In advance of the 2016 Annual Meeting, we invited SNAP members to contribute summaries of panels, roundtable and section meetings, forums, and pop-up sessions. Summaries represent the opinions of their individual authors; they are not necessarily endorsed by SNAP, members of the SNAP Steering Committee, or SAA.
Guest Author: Blake Relle, Archives Specialist at the Louisiana State Archives
New Member/Coffee Break
On Thursday morning, I attended the New Member/First Time Coffee Break. I know this will surprise you, but I had Green Tea instead of coffee. Unlike at my last SAA conference, I walked around the room and introduced myself to several people. One person I spoke with was Erin Lawrimore.
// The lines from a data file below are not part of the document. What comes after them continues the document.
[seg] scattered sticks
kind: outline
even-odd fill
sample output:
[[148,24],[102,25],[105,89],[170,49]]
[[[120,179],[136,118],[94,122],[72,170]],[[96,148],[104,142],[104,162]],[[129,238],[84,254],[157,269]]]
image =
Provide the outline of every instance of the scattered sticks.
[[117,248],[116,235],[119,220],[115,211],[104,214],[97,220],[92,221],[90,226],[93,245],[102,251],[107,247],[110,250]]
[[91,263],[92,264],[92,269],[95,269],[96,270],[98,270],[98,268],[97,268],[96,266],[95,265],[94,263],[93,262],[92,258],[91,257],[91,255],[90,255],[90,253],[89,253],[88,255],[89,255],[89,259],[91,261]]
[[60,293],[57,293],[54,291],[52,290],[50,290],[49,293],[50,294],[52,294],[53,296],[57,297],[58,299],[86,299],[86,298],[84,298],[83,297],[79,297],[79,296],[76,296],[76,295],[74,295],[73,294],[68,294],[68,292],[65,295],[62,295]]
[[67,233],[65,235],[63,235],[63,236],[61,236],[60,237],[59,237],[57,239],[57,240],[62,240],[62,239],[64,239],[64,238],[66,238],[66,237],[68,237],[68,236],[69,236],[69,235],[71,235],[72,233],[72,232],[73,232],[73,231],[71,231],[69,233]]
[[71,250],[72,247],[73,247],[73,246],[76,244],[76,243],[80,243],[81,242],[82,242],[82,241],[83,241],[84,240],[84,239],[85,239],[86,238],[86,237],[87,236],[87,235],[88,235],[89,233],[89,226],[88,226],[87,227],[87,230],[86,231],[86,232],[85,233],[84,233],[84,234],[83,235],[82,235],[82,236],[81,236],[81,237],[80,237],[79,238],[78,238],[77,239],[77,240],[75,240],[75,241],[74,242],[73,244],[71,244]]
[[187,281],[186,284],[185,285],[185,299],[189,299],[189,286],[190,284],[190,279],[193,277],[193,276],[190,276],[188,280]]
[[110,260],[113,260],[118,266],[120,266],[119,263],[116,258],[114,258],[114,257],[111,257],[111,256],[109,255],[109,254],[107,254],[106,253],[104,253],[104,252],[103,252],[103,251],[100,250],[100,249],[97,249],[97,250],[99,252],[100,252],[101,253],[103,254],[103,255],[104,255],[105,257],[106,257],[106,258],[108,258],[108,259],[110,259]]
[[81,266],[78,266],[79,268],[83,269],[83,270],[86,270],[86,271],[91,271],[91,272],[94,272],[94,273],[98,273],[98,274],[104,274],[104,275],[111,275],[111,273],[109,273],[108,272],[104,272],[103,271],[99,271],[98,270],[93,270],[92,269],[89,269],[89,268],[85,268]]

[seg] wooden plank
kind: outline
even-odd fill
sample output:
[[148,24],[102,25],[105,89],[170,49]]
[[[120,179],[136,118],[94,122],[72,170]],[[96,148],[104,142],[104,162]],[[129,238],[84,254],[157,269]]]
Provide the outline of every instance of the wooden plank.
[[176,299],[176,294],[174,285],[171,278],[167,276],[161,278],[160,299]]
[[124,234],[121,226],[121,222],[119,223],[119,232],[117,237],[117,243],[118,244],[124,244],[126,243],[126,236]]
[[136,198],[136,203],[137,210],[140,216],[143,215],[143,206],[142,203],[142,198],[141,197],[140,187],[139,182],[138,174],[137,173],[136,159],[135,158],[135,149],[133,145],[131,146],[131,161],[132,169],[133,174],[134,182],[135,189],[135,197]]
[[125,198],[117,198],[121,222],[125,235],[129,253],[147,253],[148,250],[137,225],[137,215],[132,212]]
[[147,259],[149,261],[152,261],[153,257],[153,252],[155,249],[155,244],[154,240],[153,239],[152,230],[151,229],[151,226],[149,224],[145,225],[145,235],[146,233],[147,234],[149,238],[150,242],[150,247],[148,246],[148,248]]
She is the council liaison for the SNAP Roundtable and she is writing a blog regards to her experience on the SAA Council. You can read her blog here. The topic of her blog is a great idea. The blog will give SAA members insight into the workings of the council as well as inspire people to take on leadership role in either SAA or another archival organization. I ran into Myles Crowley, who I met in Pittsburgh as well as came to the REPS meet up at Max Lagers.
After the coffee (more like tea) break, it was off to hear the Plenary Speeches. They were two speeches. The first speech was made by David Ferriero, who is the Archivist for the United States. He spoke about diversity and inclusion. He reminded us that we need to foster a culture promotes inclusion and diversity. He reminded us the our nation derives its strength from being open to diversity and including everyone. We need to educate our workforce about the importance of having a workplace that values inclusion. He also reminded us to interview candidates for job openings through an inclusive lens.
The second speech was made by Chris Taylor, who is the Director, Inclusion & Community Engagement at the Minnesota Historical Society. He touched on a lot of different things in his speech. He reminded us that the word “diversity” is not only a charged word but has several different meanings. The word “diversity” can reflect things such as race, gender, mental state, and economic background. So, we need to be clear about what we are talking about when it comes to the word “diversity.” In his speech, Taylor said that in order to work on becoming a more diverse profession we need to ask ourselves questions such as: “What steps do we need to take to be more diverse?,” ‘What does success look like?, and “How do we stay relevant?. In his speech, he pointed out that just because a repository has a diverse staff does not make it a repository that values diversity and inclusion if the minority has to assimilate into the “cultural norms.”
He also spoke about inclusion. In order to serve our communities we need to focus on inclusion. We as archival professionals need to make sure that people feel welcomed and comfortable coming to our repositories. We need to play an active role in making sure that our repositories reflect the entire community we serve and not just a part of the population. Our collection must represent all groups that make up our community. Everyone in our communities has something to offer. If people do not feel comfortable coming to our repositories or donating material than we need to engage these people in order to see why there is resistance. He also reminded us that inclusion does not happen overnight, but it starts internal not external.